Het betreft de toepassing van standaard aluminium daktrimmen welke bedoeld zijn voor daken met een bitumineuze dakbedekking. Met andere woorden, de EPDM dakrandstroken zijn verlijmd op de flens van de daktrimmen (foto’s IMG_6062 en IMG_6065). Dit is bij EPDM niet toegestaan. Overeenkomstig de Vakrichtlijn voor gesloten dakbedekkingssystemen 2018, uitgave 2018 – Deel E Blad 61 / detail code DR 01 K6 of DR 02 K6 hadden hier aluminium enkel trimmen dan wel afdekkappen toegepast moeten worden. De omvang van de klacht(en) is ernstig en herstel is mogelijk maar dan alleen door de uitgevoerde werkzaamheden (volledige dakrenovatie) opnieuw uit te voeren. Wat zullen de herstelkosten hiervan zijn (inclusief BTW)? Rekening houdend met prijsstijgingen en dergelijke € 25.000,–.
Beoordeling van het geschil
De commissie heeft het volgende overwogen.
Bij de behandeling van de klacht is ter zitting gebleken dat met behulp van het deskundigenrapport geen antwoord kan worden gegeven op de klachten omdat op basis van de foto’s de commissie niet goed kan waarnemen hoe de constructie onder de plaat is en hoe deze zich verhoudt tot de geformuleerde klacht.
Derhalve wordt als volgt beslist.
Beslissing
De commissie bepaalt dat een (nader) onderzoek zal worden ingesteld door een nader te bepalen deskundige, waarbij in het bijzonder de hiervoor geformuleerde vraagstelling aan de orde zal worden gesteld.
De deskundige zal schriftelijk rapport aan de commissie uitbrengen. Het rapport zal in afschrift aan partijen worden gezonden. Partijen worden in de gelegenheid gesteld daarop binnen twee weken schriftelijk hun op- en aanmerkingen aan de commissie kenbaar te maken.

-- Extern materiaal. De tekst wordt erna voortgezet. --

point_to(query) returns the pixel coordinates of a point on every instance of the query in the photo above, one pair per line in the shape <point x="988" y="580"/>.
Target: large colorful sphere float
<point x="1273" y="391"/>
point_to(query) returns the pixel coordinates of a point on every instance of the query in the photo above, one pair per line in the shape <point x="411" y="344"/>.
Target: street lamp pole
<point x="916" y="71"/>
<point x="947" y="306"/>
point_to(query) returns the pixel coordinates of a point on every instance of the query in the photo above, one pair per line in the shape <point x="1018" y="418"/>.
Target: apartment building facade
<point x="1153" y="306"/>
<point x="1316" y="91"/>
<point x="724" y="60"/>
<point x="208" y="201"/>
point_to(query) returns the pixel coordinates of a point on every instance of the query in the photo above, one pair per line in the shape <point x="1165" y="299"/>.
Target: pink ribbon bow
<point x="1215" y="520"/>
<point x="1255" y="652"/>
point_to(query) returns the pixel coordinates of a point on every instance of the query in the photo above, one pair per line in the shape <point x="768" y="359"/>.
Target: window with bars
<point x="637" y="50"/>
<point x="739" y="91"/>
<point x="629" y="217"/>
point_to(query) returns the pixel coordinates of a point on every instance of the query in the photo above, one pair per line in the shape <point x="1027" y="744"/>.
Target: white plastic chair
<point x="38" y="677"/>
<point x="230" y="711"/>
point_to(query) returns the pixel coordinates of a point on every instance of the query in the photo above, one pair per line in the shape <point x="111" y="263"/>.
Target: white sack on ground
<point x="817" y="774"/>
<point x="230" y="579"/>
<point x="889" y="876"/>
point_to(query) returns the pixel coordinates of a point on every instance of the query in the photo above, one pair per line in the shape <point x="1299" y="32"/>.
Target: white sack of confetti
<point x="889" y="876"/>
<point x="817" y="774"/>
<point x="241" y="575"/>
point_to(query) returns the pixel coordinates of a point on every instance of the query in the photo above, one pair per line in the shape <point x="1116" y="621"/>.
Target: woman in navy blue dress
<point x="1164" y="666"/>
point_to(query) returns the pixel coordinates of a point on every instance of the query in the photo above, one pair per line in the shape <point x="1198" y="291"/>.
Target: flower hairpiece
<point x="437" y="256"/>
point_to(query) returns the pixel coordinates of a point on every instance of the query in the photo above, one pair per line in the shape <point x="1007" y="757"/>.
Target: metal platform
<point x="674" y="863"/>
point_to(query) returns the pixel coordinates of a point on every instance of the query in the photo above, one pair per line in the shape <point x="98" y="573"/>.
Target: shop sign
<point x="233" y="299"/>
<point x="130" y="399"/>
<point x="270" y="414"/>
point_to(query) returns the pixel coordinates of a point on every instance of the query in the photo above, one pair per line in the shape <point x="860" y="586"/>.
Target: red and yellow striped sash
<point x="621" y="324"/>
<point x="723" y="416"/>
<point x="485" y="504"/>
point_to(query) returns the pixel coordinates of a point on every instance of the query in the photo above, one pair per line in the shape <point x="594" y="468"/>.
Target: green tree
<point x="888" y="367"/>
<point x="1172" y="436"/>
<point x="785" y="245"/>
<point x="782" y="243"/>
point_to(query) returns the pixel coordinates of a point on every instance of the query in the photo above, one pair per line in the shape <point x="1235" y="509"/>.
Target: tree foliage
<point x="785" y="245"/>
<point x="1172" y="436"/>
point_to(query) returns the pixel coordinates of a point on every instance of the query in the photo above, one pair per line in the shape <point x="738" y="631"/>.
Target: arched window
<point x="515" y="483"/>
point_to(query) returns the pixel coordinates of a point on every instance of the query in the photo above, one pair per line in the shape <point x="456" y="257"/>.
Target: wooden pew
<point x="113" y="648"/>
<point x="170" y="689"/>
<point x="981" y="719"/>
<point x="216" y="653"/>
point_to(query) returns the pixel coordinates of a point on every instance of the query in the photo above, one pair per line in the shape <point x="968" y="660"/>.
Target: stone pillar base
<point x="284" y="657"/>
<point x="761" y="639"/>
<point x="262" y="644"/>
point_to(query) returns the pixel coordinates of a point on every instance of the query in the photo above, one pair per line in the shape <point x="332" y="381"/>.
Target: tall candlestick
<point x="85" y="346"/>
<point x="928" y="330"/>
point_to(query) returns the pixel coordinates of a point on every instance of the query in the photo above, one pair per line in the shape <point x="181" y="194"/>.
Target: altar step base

Tenzij (één der) partijen uitdrukkelijk te kennen geven (geeft) een nadere mondelinge behandeling op prijs te stellen, zal de commissie vervolgens op basis van de stukken bindend adviseren.
Iedere verdere beslissing wordt aangehouden.
Aldus beslist door de Geschillencommissie Dakbedekking, bestaande uit mevrouw mr. E. van Die, voorzitter, de heer G.J. Admiraal, mevrouw mr. W. van den Berg, leden, op 12 januari 2023.